大手ネット通販会社に勤務する有村ちさとは「膨大な文字列をひとめで記憶でき、そこから意味のある情報を抽出できる」という類稀な能力を持っているのですが、人間を相手にした意思疎通、とりわけ恋愛関係のプロトコルがずれている女性。ちさとの能力は幼い頃から彼女に英語を教えた父親によって目覚めたのですが、その父親は精神を病んだまま海外を放浪中。彼女が人間関係を苦手とするもうひとつの特性も、やはり父親が原因なのでしょう。

本書は、ちさとが会社を解雇された次長から逆恨みされる物語。ちさとが上司から依頼されたネットへのアクセスログ調査によって、勤務時間中のアダルトサイト閲覧が発覚して解雇された次長が、ちさとに個人情報漏洩事件を起こさせようと画策するのですが・・。

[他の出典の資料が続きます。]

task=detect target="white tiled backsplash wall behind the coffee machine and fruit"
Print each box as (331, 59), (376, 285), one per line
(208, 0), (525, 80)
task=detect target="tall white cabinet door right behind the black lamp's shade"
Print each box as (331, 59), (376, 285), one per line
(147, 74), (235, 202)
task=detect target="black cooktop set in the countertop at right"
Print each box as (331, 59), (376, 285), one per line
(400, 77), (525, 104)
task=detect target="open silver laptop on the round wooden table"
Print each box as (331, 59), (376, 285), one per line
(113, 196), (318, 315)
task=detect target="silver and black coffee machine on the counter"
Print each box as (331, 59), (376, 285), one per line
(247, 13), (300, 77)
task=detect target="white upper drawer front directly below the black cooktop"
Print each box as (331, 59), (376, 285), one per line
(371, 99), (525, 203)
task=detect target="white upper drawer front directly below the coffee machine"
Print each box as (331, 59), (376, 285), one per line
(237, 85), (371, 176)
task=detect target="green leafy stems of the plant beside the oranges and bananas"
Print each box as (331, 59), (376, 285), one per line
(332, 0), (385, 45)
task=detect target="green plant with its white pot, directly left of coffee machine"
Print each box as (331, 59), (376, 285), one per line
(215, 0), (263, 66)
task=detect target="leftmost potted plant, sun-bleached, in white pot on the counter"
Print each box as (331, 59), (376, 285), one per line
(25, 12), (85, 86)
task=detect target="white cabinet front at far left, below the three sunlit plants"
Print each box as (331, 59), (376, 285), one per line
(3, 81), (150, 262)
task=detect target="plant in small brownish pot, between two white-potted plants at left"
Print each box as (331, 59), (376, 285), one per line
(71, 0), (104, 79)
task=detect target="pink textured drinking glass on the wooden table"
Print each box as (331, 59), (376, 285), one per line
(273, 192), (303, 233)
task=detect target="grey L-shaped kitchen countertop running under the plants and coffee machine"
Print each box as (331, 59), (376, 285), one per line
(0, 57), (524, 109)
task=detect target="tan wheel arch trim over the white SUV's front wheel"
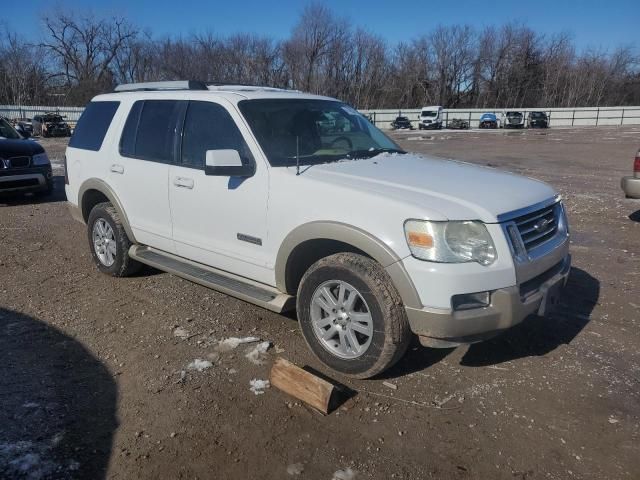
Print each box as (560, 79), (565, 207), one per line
(275, 221), (422, 308)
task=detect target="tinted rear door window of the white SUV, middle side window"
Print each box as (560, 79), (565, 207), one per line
(120, 100), (183, 163)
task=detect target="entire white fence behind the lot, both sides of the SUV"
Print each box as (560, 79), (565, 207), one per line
(0, 105), (640, 128)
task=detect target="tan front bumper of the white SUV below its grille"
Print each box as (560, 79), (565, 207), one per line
(405, 255), (571, 348)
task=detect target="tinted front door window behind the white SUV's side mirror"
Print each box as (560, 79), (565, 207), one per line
(182, 102), (252, 168)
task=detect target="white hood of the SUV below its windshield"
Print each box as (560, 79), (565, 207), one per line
(303, 153), (556, 223)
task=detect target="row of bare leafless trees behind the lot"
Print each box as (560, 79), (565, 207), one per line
(0, 4), (640, 109)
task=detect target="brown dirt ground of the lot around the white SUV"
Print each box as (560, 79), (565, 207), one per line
(0, 127), (640, 480)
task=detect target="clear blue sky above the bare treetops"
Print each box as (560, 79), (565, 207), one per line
(5, 0), (640, 49)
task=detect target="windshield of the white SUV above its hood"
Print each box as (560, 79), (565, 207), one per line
(238, 99), (404, 167)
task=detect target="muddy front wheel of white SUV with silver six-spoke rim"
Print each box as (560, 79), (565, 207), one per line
(296, 253), (412, 378)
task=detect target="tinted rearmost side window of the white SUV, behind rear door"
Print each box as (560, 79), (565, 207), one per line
(70, 102), (120, 152)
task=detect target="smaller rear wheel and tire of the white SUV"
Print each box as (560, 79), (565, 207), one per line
(87, 202), (142, 277)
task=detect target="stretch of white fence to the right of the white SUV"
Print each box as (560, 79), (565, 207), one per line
(360, 107), (640, 128)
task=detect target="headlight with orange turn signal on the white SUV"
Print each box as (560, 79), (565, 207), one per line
(404, 220), (498, 265)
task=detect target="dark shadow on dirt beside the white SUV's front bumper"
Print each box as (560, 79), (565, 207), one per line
(460, 267), (600, 367)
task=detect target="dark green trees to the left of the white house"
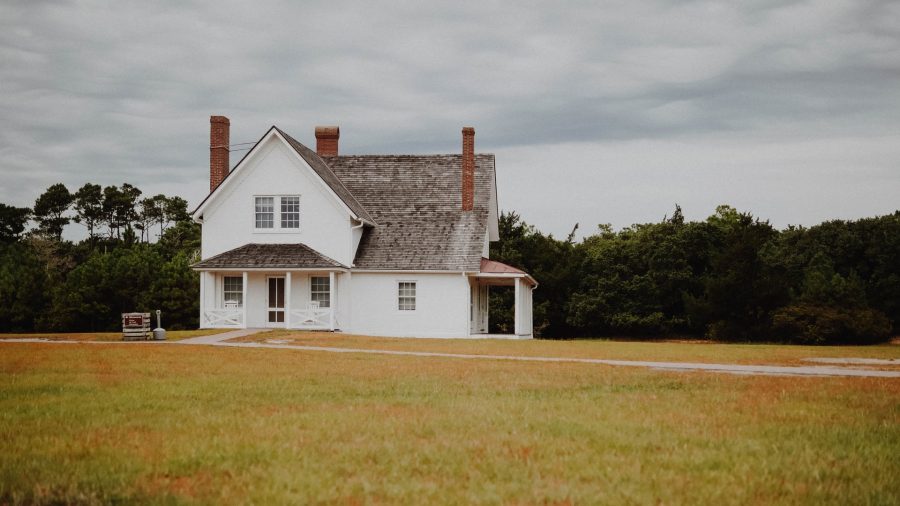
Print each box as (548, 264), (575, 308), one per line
(0, 183), (200, 332)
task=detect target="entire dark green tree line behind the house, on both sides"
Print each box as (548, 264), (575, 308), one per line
(0, 183), (900, 344)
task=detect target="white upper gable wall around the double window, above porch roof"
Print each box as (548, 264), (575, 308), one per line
(202, 136), (353, 265)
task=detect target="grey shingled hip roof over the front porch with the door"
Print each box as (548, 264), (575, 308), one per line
(191, 243), (348, 270)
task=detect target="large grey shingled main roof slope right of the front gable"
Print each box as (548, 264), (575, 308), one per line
(322, 154), (494, 272)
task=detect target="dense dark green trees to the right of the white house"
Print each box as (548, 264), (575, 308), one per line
(491, 206), (900, 344)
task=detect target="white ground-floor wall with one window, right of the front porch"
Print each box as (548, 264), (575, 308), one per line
(343, 272), (469, 337)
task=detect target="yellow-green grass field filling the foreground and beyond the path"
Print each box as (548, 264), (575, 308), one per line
(0, 334), (900, 504)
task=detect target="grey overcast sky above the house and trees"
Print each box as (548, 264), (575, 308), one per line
(0, 0), (900, 236)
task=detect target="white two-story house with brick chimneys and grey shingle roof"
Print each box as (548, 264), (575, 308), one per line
(193, 116), (537, 338)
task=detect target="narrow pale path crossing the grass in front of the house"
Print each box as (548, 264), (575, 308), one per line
(0, 329), (900, 378)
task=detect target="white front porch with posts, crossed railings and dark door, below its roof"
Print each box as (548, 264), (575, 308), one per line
(200, 270), (341, 330)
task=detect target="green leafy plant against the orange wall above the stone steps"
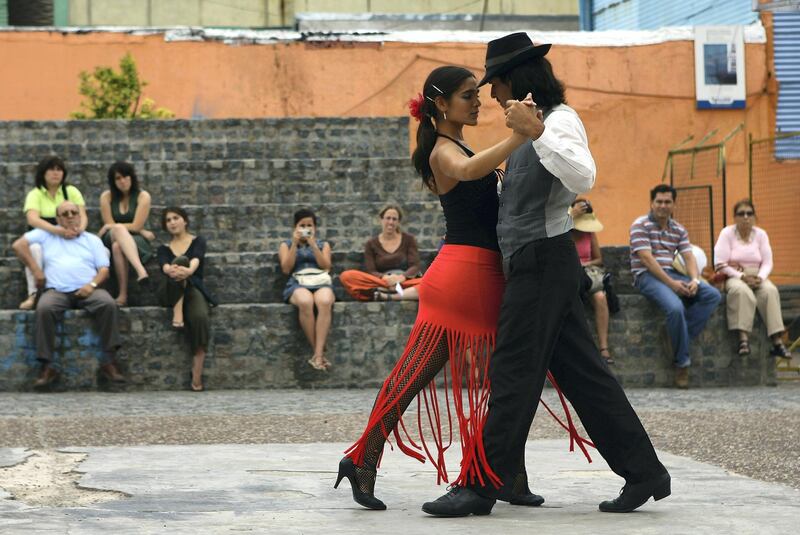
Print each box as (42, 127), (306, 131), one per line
(70, 53), (175, 119)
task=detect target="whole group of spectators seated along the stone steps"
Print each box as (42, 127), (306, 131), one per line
(7, 156), (790, 392)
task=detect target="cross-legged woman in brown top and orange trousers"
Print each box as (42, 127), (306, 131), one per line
(339, 205), (422, 301)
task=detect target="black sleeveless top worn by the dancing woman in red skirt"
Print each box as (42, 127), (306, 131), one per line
(436, 132), (500, 251)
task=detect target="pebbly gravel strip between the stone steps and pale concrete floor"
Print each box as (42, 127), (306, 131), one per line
(0, 384), (800, 489)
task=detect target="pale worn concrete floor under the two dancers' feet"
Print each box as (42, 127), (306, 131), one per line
(0, 440), (800, 535)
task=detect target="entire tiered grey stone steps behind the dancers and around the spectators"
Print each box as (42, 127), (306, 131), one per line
(0, 118), (775, 391)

とはいえ、この事件がちさとを成長させ、運命的な出会いにまで繋がるのですから、わからないものです。欠陥を克服して「普通の人間」になった者からは、得てして「特異な能力」は失われてしまうものなのですが、彼女の場合は大丈夫かも。最後に出合った相手は、似たもの同士だったのですから・・。

テンポのいい、楽しめる小説でした。姉妹編の『有村ちさとによると世界は』も読んでみましょう。